そんな話は聞いてなかったので、慌てて契約書を見直したら、
「サポート期間:1年間」と書かれていて……。
そのうえで見積を取ったら、かなり高額な金額を提示されて困ってしまいました。(山形県 寒河江市 アパレルショップオーナー様)
👉 ウィドックの対応
ご相談を受け、まずはお客様からこれまでの経緯を詳しく伺いました。契約書の内容はすでに確認済みとのことだったため、内容を一緒に再確認し、たしかに「サポート期間:1年間」の記載があることを確認しました。そのうえで、契約先の業者に代わってホームページを更新する方法をご提案しました。更新にはFTP情報などの提供が必要でしたが、当初は業者側が情報提供に難色を示していました。そこで、ウィドックから直接業者に連絡を取りってやや強めに交渉した結果、必要な情報を無事に取得し、ホームページの更新作業を実施することができました。
ケース3:長期契約(5年縛り)で身動き取れなくなった事例
当初、営業担当の方がお店に訪問してきて、ホームページ制作についていろいろと説明してもらいました。その際はサポートも無期限で提供されると思っていたし、特に問題もなく契約を決めました。契約後、最初の1年半から2年目くらいは、担当者が定期的に訪問してくれて、ホームページの更新作業も普通に行えていたので、何も疑うことはありませんでした。しかし、その後、担当者と連絡が取れなくなり、制作会社に直接問い合わせをしたところ、担当者が所属していた仙台支店が閉鎖されたと聞かされ、「契約内容を確認します」と言われ、その後は何度か連絡しましたが返事もなく、結局、長期間、何の連絡もない状況が続きました。その結果、ホームページの更新が滞り、料金だけが発生し続けていることに、本当に困り果てていました。(山形県山形市 中小企業経営者様)
👉 ウィドックの対応
お客様からのご相談を受け、状況を詳しくお伺いしました。お客様が契約した制作会社は5年契約を結んでおり、最初は問題なくサポートが提供されていたとのことです。しかし、その後、仙台支店が閉鎖され、担当者とも連絡が取れなくなり、更新作業が進まない状態が続いていました。最初、担当者から「契約内容を確認します」と言われたものの、その後は一切返事がなく、長期間にわたって連絡が取れない状況が続きました。この時点で、制作業者と連絡が取れず、サーバー情報も得られないため、ホームページの更新ができず、料金だけが発生している状態に困り果てていました。

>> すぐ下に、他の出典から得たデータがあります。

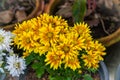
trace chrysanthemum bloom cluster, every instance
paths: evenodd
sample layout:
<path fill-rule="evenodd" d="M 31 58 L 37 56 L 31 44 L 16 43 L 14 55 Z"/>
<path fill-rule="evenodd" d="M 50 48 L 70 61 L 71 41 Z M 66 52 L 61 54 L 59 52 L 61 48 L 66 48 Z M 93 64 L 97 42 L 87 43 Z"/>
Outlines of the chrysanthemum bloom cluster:
<path fill-rule="evenodd" d="M 43 14 L 24 21 L 16 25 L 13 33 L 14 44 L 24 50 L 24 57 L 32 52 L 45 55 L 46 65 L 54 70 L 63 66 L 73 71 L 83 67 L 97 69 L 105 55 L 105 47 L 93 41 L 87 24 L 70 27 L 58 16 Z"/>
<path fill-rule="evenodd" d="M 0 73 L 20 76 L 26 69 L 25 60 L 15 55 L 11 47 L 14 35 L 10 31 L 0 29 Z"/>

ウィドックでは、お客様が5年契約のうちまだ3年の契約期間を残していること、さらに制作業者と一切の連絡が取れない状況であることから、これ以上ウィドックとしての対応は難しく、この案件は法的な対応が必要な段階にあると判断しました。そこで、以前にウィドックで商工会を通じて弁護士に相談した経験をもとに、お客様にも商工会に連絡し、状況を説明した上で、専門家に相談されることをおすすめしました。
契約期間はサービス内容とのバランスで慎重に検討する
ホームページ制作における契約期間は、制作会社によって「1年」「3年」「5年」など様々です。中には初期費用を抑える代わりに、長期契約が前提となっているケースもあります。
長期契約には、毎月のコストが割安になる場合もあるなどのメリットがある一方で、途中解約が難しかったり、事業の方向性が変わった際に柔軟な対応ができないといったリスクもあります。また、契約途中でサポートが不十分になるケースでは、移管や対応をスムーズに進めるのが難しくなることもあります。

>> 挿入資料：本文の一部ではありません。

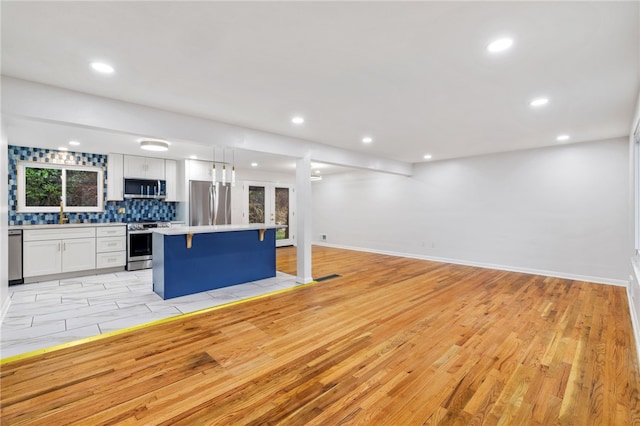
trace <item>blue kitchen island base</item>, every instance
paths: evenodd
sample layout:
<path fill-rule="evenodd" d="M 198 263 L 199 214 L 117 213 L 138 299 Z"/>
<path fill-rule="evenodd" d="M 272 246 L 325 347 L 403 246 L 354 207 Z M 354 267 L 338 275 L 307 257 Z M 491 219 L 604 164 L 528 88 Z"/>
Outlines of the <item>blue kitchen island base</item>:
<path fill-rule="evenodd" d="M 246 228 L 154 232 L 153 291 L 171 299 L 275 277 L 275 229 Z"/>

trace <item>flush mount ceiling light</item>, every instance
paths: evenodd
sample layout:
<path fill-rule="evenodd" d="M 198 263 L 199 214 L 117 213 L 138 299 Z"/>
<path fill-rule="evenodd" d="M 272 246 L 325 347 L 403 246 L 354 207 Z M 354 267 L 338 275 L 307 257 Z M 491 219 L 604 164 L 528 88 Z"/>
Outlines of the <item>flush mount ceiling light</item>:
<path fill-rule="evenodd" d="M 158 139 L 142 139 L 138 141 L 140 148 L 145 151 L 167 151 L 169 150 L 169 142 Z"/>
<path fill-rule="evenodd" d="M 548 103 L 549 103 L 549 98 L 537 98 L 529 102 L 529 105 L 531 105 L 534 108 L 538 108 Z"/>
<path fill-rule="evenodd" d="M 489 43 L 489 45 L 487 46 L 487 50 L 490 53 L 500 53 L 508 50 L 511 46 L 513 46 L 513 39 L 509 37 L 503 37 Z"/>
<path fill-rule="evenodd" d="M 115 71 L 111 65 L 104 62 L 91 62 L 91 68 L 103 74 L 113 74 L 113 71 Z"/>

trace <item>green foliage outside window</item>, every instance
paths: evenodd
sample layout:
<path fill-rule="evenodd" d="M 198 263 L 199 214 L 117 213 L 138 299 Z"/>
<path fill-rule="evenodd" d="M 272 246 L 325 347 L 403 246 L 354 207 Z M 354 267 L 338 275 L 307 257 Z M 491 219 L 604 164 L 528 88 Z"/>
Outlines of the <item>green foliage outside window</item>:
<path fill-rule="evenodd" d="M 21 212 L 65 212 L 103 210 L 104 180 L 99 167 L 59 164 L 18 164 Z"/>
<path fill-rule="evenodd" d="M 57 206 L 62 199 L 62 170 L 25 168 L 26 205 Z"/>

ウィドックでは、サービス提供の最低利用期間を3年としています。これは、ホームページ運用における成果の蓄積や改善を見据え、中長期的な視点でサポートを行うためです。そのうえで、期間中の技術的な進化やお客様の状況に応じて、できるかぎり柔軟にサポート内容を見直しながら対応しています。
契約期間については、「料金が妥当か」「サポート体制が信頼できるか」「途中で変更・解約したい場合の条件はどうか」など、単に年数だけで判断せず、全体の契約内容とサービスの質のバランスを見て、慎重に検討することが大切です。
トラブル時に相談できる窓口を紹介
契約内容に不安を感じた場合は、こうした相談機関を活用するのも一つの方法です。一方で、普段から契約内容をよく確認し、納得できる条件で進めることが最も重要です。
この記事を参考に、ぜひ自社の契約書を一度見直してみてください。
🔗 さらに詳しく知りたい方
ホームページ制作における契約や方針の違いによるトラブルのリアル(相談先一覧へ)
ホームページ関連の契約についてのまとめ
ホームページ制作に関する契約は、デザインや制作工程そのもの以上に、その後の運用やサポート、費用面でのトラブルを防ぐために非常に重要な要素です。特に契約書の中には、専門的な用語や抽象的な表現が含まれていることが多く、内容をしっかり確認しないまま契約を進めてしまうと、納品後に「こんなはずではなかった」という事態につながりかねません。
この記事では、これまでウィドックが相談を受けてきた実例をもとに、契約書でチェックすべき具体的なポイントや、見落としやすい注意点について整理しました。どれも「事前にしっかり確認していれば防げたトラブル」ばかりです。
ホームページ制作は、一度きりの依頼ではなく、その後も長く関わりが続くパートナーとの取り組みです。だからこそ、契約段階から納得できる形でスタートすることが、安心して運用を続けるための第一歩になります。